Steve and Sharol Hayner
Joy in the Journey: Finding Abundance in the Shadow of Death
Downers Grove, IL: InterVarsity Press, 2015.
Available at Amazon.com
By Felicity Clift
I remember a lecturer asking my class of students to raise our hands if we knew someone who had been diagnosed with cancer. The question was close to home. A friend of mine – a young, fit man – had been diagnosed with an aggressive lymphatic cancer and was undergoing treatment at the time. He was one of a large group of mutual friends and the shock and pain of his diagnosis touched many. It was a gracious gift, then, when his family started blogging about their family’s journey in order to keep their community around the world up to date. Joy in the Journey: Finding Abundance in the Shadow of Death (InterVarsity Press: 2015) is such another gracious gift. In the same way, this book holds a compilation of blog posts that Steve and Sharol Hayner wrote while Steve underwent treatment for pancreatic cancer.
This book is a powerful and personal tribute to the life of Steve and Sharol Hayner, but it is also a revealing insight into life with chronic illness and the personal nature of these blogs validates the wisdom offered within. Throughout his treatment both Steve and Sharol write about the great hope and joy that they are experiencing. With great honesty Sharol shares her questions about what she should hope for: ‘Complete healing? A long life? A few more months or years?’ yet her knowledge of the Scriptures leads her to believe that ‘God is the one secure place for [her] hope because it’s not dependent on [her] changing circumstances… How very freeing’ she writes (p.40). This book offers a rich theology on suffering and joy and walking with Christ. If you have ever questioned whether your prayers for healing are effective, or felt disappointment in the face of unanswered prayers Steve offers his insight on this (p.61). If you have mourned the apparent ‘waste of life’ that accompanies illness Steve speaks to this too (p.64). Within this book there are offerings on our unmet expectations and our power to respond (p. 75-77), on having joy while struggling with depression (p.79-81), on what eternal life is (p. 86), on the importance of identity and of discipline (p.89 & 91), and of mundane discipleship preparing us for more tumultuous times (p.93). Throughout their writings Steve and Sharol Hayner testify to the joy that may be found in life with Christ even through times of illness – a joy grown through gratitude to God and through life within the church community. Most evident of all, however, is Sharol and Steve’s willingness to trust God’s plan from day to day, in the face of their trials.

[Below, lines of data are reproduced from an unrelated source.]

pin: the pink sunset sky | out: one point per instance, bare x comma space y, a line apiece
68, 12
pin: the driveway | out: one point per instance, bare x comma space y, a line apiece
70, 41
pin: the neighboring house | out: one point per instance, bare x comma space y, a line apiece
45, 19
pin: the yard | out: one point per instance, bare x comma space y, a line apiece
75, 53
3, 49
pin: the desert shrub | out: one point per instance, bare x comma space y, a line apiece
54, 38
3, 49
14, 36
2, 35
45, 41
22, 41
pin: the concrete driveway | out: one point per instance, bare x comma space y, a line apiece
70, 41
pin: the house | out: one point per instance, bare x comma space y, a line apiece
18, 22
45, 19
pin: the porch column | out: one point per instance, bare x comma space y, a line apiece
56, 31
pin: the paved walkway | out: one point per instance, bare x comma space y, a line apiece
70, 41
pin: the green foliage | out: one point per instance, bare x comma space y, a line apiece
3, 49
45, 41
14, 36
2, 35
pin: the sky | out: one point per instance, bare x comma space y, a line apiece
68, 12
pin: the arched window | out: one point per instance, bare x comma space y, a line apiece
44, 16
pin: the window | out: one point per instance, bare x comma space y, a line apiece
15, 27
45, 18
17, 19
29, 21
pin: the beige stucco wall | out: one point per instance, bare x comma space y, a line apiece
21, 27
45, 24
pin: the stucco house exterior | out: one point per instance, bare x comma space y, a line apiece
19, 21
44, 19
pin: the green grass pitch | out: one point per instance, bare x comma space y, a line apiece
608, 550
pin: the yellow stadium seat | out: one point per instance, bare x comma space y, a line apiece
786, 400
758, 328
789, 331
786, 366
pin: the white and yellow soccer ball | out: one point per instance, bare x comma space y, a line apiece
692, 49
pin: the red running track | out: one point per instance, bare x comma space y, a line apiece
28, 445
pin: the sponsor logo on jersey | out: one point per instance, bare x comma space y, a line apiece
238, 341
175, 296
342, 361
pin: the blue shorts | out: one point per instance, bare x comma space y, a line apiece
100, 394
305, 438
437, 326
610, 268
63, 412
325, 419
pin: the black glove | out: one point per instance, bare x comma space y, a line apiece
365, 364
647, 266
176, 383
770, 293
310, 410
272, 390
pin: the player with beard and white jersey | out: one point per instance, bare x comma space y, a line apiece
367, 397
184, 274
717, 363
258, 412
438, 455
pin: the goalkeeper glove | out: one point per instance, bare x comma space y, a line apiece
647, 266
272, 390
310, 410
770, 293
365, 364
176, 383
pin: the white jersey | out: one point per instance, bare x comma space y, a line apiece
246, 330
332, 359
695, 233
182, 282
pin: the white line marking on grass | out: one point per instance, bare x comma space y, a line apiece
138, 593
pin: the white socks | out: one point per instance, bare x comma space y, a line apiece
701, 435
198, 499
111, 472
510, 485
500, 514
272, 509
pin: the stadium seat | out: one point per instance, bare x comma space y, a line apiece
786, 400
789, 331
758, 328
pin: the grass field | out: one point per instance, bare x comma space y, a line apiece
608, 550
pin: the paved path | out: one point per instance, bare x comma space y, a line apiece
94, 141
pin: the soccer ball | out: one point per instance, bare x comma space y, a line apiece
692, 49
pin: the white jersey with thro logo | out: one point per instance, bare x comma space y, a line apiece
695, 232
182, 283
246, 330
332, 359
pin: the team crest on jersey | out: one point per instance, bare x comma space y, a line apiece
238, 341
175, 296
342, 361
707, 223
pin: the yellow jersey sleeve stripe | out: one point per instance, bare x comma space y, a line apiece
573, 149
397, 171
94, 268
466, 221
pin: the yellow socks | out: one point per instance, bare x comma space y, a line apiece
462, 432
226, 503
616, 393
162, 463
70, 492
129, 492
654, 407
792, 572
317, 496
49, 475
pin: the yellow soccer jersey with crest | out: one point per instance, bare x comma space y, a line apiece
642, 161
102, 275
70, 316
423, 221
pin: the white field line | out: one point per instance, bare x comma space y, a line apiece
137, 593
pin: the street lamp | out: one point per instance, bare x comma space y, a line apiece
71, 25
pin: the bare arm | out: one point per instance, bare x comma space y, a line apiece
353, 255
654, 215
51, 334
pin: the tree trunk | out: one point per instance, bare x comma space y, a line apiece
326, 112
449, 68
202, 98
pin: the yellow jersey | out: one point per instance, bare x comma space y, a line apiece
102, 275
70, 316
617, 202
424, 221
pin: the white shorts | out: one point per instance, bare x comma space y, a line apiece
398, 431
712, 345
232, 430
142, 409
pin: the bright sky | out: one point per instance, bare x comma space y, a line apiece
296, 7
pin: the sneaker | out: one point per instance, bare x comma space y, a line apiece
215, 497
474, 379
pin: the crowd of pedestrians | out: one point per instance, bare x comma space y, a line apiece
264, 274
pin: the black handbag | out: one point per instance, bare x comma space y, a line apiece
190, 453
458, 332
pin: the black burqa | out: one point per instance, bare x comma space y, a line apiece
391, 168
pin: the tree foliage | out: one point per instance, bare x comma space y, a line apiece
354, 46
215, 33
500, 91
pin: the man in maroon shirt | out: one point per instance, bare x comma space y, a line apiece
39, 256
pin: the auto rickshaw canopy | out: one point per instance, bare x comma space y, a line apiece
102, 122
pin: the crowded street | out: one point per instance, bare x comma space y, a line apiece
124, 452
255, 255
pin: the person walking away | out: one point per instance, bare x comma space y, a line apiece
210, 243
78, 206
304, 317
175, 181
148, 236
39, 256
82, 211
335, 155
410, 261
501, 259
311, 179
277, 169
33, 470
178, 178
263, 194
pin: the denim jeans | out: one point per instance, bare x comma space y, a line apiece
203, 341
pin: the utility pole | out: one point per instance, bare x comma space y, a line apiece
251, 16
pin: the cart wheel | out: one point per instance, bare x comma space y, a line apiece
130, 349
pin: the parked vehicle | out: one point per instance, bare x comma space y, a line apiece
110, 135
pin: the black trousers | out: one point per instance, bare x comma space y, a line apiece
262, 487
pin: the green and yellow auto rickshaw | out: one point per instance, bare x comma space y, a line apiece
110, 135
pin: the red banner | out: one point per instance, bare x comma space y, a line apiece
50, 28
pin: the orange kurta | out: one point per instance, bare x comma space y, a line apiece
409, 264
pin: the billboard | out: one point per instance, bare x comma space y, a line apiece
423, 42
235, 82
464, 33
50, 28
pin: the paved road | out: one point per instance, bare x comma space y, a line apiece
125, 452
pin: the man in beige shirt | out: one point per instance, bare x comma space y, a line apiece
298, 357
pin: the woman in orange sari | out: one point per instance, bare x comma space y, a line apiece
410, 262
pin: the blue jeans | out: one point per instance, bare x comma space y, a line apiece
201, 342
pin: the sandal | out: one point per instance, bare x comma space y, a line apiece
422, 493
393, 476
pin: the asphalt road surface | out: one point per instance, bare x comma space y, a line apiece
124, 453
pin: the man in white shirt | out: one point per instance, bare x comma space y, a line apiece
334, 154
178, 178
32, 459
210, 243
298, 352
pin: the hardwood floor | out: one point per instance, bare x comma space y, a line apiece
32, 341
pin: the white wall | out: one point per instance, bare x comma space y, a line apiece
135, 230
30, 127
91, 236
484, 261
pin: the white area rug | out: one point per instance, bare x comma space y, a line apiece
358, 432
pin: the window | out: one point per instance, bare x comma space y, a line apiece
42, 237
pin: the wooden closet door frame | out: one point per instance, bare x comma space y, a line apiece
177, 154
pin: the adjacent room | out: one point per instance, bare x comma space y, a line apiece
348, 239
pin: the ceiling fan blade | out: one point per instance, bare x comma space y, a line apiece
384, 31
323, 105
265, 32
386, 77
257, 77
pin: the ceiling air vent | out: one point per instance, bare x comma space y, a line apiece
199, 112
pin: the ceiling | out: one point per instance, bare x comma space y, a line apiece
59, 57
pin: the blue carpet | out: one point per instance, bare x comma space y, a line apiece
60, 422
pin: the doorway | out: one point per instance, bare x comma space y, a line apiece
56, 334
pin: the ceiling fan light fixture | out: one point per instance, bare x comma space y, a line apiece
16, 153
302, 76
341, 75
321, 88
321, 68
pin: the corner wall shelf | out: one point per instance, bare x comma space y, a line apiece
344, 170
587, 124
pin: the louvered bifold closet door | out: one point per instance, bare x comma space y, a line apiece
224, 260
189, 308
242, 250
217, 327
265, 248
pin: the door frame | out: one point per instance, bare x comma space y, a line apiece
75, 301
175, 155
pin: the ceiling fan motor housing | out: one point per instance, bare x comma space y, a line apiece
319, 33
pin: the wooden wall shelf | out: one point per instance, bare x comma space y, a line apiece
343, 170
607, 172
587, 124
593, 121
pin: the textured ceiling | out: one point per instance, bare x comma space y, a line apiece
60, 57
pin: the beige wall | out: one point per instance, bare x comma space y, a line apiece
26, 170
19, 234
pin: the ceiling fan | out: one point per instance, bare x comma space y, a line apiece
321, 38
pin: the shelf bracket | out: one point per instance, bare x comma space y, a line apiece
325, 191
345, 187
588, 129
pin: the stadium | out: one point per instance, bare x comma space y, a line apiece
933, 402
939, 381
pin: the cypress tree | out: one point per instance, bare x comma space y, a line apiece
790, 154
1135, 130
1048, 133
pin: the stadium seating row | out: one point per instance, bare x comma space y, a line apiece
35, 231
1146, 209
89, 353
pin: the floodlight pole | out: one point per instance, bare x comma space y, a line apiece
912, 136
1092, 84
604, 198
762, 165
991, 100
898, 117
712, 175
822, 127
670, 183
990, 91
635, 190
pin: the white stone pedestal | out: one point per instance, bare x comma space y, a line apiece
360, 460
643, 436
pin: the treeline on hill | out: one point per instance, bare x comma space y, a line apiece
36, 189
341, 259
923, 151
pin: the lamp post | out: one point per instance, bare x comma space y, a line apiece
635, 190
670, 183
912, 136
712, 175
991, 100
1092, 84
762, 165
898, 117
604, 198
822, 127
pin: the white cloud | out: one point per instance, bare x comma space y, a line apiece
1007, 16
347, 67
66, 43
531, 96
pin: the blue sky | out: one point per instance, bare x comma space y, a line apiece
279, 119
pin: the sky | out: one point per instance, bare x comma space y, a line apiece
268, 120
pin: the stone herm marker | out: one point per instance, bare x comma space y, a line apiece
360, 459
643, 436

This little book is a rich resource for those who profess faith in Christ and who are questioning how to live faithfully while suffering, or how to support others through their chronic illness. It is not without its challenges though. Gratitude is the key. ‘Even in the worst of times there is something for which to be thankful’, in short, it is the joy of our life eternal that we have begun in Christ (p.126). The very real challenge presented by Steve and Sharol is, will we choose joy?
Flyck Clift studies theology at Ridley College in Melbourne alongside working as a nurse in her local hospital. She is currently involved in leading a home group at church and enjoys encouraging people in integrating their belief in God with their daily living.